Os fogos de artifícios são usados para varias celebrações, como o “réveillon”, exemplo de comemoração, que tem como objetivo mostrar a grande alegria na virada do ano, quando as pessoas se reúnem para demonstrar paz de espírito. E uma bela forma de expressar esses sentimentos são os fogos de artifícios, com suas variadas cores, luzes e explosões.

O momento da pirotecnia provavelmente se iniciou na Asia, ainda na pré-história. Antecede, em muito, a utilização da pólvora, que teria sido usada já em nossa Era. Enquanto os chamados fogos de artifícios datam de alguns milhares de anos antes e surgiram quando se descobriu que pedaços de bambu, ainda verdes, explodiam e provocavam fagulhas quando jogados nas fogueiras. Isso ocorria devido os bambus crescerem muito depressa, formando bolsas de ar e seiva presas na planta, inchando e explodindo quando aquecidas.

Os ruídos resultantes assustaram os chineses, inicialmente, mas logo passaram a jogar caules verdes de bambu nas fogueiras durante festivais e comemorações, com o desejo de expulsar maus espíritos.
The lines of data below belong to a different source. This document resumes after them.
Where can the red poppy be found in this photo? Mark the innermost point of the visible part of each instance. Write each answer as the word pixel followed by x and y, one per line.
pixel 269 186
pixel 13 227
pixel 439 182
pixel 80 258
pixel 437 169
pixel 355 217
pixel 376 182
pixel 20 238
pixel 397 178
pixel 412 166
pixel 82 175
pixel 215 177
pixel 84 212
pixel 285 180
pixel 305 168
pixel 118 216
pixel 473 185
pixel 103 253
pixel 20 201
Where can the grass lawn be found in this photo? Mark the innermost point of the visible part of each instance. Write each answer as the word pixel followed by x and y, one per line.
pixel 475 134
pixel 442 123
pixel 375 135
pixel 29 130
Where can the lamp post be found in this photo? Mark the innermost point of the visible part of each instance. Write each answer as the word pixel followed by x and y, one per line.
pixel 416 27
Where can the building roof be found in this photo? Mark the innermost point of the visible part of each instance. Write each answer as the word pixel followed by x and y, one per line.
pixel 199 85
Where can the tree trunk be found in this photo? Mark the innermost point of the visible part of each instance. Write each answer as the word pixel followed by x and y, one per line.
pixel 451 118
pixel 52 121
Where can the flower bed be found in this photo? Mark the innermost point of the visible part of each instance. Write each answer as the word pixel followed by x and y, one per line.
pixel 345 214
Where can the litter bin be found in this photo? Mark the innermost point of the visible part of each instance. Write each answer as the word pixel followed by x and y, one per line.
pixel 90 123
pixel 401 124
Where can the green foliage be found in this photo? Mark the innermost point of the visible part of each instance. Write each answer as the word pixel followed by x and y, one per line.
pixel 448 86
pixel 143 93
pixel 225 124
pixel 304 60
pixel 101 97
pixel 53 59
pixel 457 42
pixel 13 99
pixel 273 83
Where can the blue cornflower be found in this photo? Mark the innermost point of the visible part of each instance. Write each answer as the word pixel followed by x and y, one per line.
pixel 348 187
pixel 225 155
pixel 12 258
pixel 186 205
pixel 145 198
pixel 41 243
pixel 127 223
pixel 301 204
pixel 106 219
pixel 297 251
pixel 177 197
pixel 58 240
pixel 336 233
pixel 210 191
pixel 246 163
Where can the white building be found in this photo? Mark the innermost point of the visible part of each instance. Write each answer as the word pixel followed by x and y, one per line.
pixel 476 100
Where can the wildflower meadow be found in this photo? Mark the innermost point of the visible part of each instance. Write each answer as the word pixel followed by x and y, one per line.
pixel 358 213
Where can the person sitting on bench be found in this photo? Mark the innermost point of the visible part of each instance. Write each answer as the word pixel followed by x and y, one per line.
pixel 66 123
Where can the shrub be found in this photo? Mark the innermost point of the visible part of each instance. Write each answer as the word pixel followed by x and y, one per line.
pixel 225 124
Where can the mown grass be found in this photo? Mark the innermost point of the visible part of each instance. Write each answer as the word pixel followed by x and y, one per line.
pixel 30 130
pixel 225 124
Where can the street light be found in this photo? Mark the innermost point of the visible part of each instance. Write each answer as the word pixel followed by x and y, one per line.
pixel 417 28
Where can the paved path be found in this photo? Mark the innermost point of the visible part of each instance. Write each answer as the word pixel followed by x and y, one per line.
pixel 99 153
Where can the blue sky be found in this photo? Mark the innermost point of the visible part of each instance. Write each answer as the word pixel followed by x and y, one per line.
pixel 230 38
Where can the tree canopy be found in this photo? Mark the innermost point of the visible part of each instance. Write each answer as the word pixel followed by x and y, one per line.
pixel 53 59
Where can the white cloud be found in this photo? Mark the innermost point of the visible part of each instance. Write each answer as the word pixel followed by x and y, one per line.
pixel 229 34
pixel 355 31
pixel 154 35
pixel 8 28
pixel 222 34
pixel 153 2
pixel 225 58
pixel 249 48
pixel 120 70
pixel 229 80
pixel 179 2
Só mais tarde, no limiar de nossa Era, com a descoberta de pólvora, o chamado “fogo químico” passou a ser colocado no interior do bambu, causando notável efeito luminoso e estrondo muito maior. O conhecimento da pirotecnia foi muito difundido na China e na India, muitos séculos antes de chegar à Europa, por intermédio de árabes e gregos. Posteriormente, acresceu-se à pólvora o uso de magnésio e alumínio, metais que produziam brilho intenso e número muito grande de efeitos luminosos.

A descoberta da pólvora ocorreu por acaso, quando um alquimista chinês, por acidente, juntou salitre (nitrato de potássio), enxofre, carvão e aqueceu a mistura que, secando, tornou-se um pó negro, floculante. Exposto ao fogo, apresentou grande desprendimento de fumaça e chamas. Os chineses foram os primeiros a utilizar a pólvora para fins bélicos, usando o interior dos bambus para arremessar pedras, nas contendas entre dinastias. Diz a lenda que os exércitos missioneiros, na “Guerra Guaranítica”, teriam usado artefatos de tacuaruçu, como canhões, na luta contra o exército luso-espanhol. Os canhões de metal surgiram no século XIV e resultaram na primeira grande revolução na arte da guerra, logo seguida das armas de uso pessoal (arcabuz, bacamarte, garrucha), que sucederam à besta, original artefato de guerra individual.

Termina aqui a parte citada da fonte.